~ Geoff Austin, one of the owners of the Fisherman’s Market
Before I became a full-time fisherman, I worked as a deckhand on a salmon troller during summer breaks and for a few fall openings when I managed to ditch out on school. I would spend the warm summer months chasing all 5 salmon species up and down the south coast.
Those were good days, though I remember days when my skipper (a haywire, pot smoking, hard drinking and all around great guy) and I barely made enough money to buy cigarettes and a couple of steaks after the day’s work.
I was 17, I was exhausted, I was thrilled and I was hooked.
We fished from Victoria up to Port Hardy. I experienced the narrows for the first time on that little troller, I remember a chum salmon opening up around Kelsey Bay one year and the tide was running so strong all our gear was dragging on the surface, 50lb cannon balls and all.
Years later, that same stretch of water rolled the 54’ Fritzi Ann on our way back from prawn fishing.

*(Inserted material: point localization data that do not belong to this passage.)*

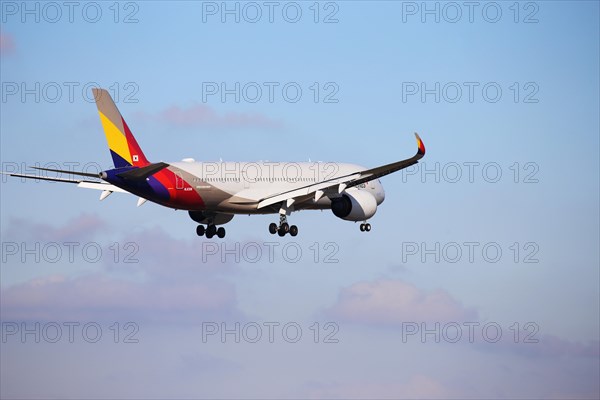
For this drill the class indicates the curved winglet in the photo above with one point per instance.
(420, 145)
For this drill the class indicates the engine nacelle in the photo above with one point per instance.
(355, 205)
(204, 217)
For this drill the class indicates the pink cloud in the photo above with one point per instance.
(166, 282)
(416, 387)
(391, 302)
(203, 115)
(7, 44)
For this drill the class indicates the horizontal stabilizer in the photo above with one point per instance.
(144, 172)
(69, 172)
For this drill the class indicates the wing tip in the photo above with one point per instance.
(420, 145)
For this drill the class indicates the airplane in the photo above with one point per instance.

There are moments from those days that I still think about often.
– Seeing my first 40+ lb Spring salmon come up from the depths into view on my line.
– Laying on the back deck in the thickest fog I have ever seen, barely able to see the bells on the ends of the poles. Like being in a dream, the pop of the diesel and the odd windswept tree coming in and out of view as we crept along the coast in search of Cohos.
– A fall pink opening with 600 plus fish days, cleaned and belly iced every one of them for $.15 a pound. No one realized what a great fish they are.
Those were great days.
We broke down often, spent nights tied up in a flotilla of fellow trollers awaiting the next opening. The sound of laughter and the smell of the diesel stoves carrying across the bay.
When I think back over that time there is one opening that tops them all. A Fraser River Sockeye opening in ’94 or ’95. Glorious weather, the whole fleet weaving a course that zig-zagged back and forth in front of the river. As the morning gave way to the afternoon we left the pack and headed across the straight toward Galiano island. The fish seemed to follow us. I worked both sets of lines, the water was clear and I could see 4 fish at a time coming up. Thick beautiful Sockeye, their turquoise backs glistening in the sun. I’d haul a line, clean the fish, ice them and repeat. The bells continued to ring into the evening. When it was all said and done we caught 368 Sockeye that day.
We anchored in a little bay and under the light of a single bulb silently cleaned and iced the last of our catch. We sat that night smoking cigarettes until late into the night. Someone on the radio said one of the cash buyers was paying $3.25/lb. It was the most money I had ever made. I was 17, I was exhausted, I was thrilled and I was hooked.